Vor Beginn und nach 4–6 Wochen ist eine Blutuntersuchung nötig, um die Leberfunktion zu kontrollieren, da das Medikament dort abgebaut wird.
Die häufigste Nebenwirkung sind trockene Lippen, die sich mit Lippenbalsam oder Vaseline leicht behandeln lassen. Weitere mögliche Nebenwirkungen sind trockene Haut und gelegentlich Muskel- oder Rückenschmerzen.
In den ersten 1–2 Wochen kann sich die Akne kurzzeitig verschlimmern, bevor nach 2–4 Monaten eine deutliche Besserung eintritt. Bei vollständiger Behandlung (6–9 Monate) sind 90 % der Patienten dauerhaft frei von Akne.
Wichtig: Frauen dürfen während der Einnahme keinesfalls schwanger werden, da Isotretinoin schwere Fehlbildungen verursachen kann. In vielen Ländern sind monatliche Schwangerschaftstests vorgeschrieben.

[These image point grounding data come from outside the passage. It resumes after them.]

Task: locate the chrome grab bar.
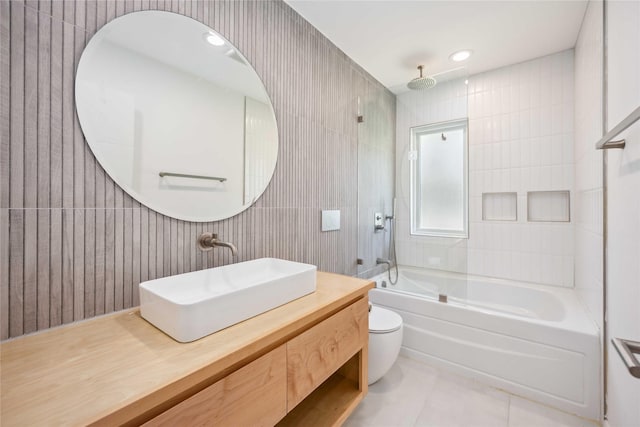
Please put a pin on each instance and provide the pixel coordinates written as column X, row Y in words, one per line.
column 627, row 350
column 606, row 143
column 184, row 175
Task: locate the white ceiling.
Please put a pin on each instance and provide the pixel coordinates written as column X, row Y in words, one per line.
column 390, row 38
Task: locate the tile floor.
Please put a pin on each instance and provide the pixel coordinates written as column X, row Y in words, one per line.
column 416, row 394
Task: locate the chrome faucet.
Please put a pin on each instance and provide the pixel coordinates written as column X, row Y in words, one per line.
column 383, row 261
column 208, row 241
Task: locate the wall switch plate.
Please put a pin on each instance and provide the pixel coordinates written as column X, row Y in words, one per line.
column 378, row 221
column 330, row 220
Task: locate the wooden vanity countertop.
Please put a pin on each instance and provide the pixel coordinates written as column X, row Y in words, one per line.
column 119, row 369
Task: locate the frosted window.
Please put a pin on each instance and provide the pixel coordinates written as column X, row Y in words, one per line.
column 439, row 178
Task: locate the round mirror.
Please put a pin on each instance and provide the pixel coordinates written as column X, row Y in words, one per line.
column 176, row 116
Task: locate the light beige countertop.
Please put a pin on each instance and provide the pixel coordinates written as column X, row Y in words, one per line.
column 119, row 369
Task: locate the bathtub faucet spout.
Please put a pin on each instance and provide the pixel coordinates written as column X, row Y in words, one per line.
column 383, row 261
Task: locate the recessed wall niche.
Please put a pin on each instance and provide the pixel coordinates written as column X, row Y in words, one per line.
column 500, row 206
column 550, row 206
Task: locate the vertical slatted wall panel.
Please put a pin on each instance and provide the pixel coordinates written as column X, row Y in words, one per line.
column 75, row 245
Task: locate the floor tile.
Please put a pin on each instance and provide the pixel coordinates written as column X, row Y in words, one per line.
column 459, row 402
column 525, row 413
column 398, row 398
column 415, row 394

Was man selbst (nicht) tun sollte


Pickel nicht ausdrücken oder aufkratzen – das verschlimmert Entzündungen und erhöht das Narbenrisiko. Nur schwarze Mitesser (Blackheads) können relativ sicher entfernt werden, am besten professionell.
Foundation oder Concealer sollten vermieden werden, da sie Poren verstopfen können. Wenn überhaupt, dann nur sparsam.
Zur Ernährung: Es gibt keine spezielle Diät gegen Akne. Manche berichten von Verschlechterungen nach Schokolade oder Schweinefleisch. Dann lautet der Rat: meiden. Wer keine Zusammenhänge bemerkt, braucht keine Diät. Eine ausgewogene Ernährung ist jedoch immer besser als Junkfood.

Fazit

Akne ist nicht dasselbe wie Jugendpickel. Jugendpickel gehören zur Pubertät und verschwinden von selbst. Akne hingegen ist eine Krankheit, die unbehandelt Jahre dauern und bleibende Narben hinterlassen kann. Zum Glück lässt sich Akne heute wirksam und sicher behandeln – rechtzeitig erkannt, lassen sich Narben vermeiden.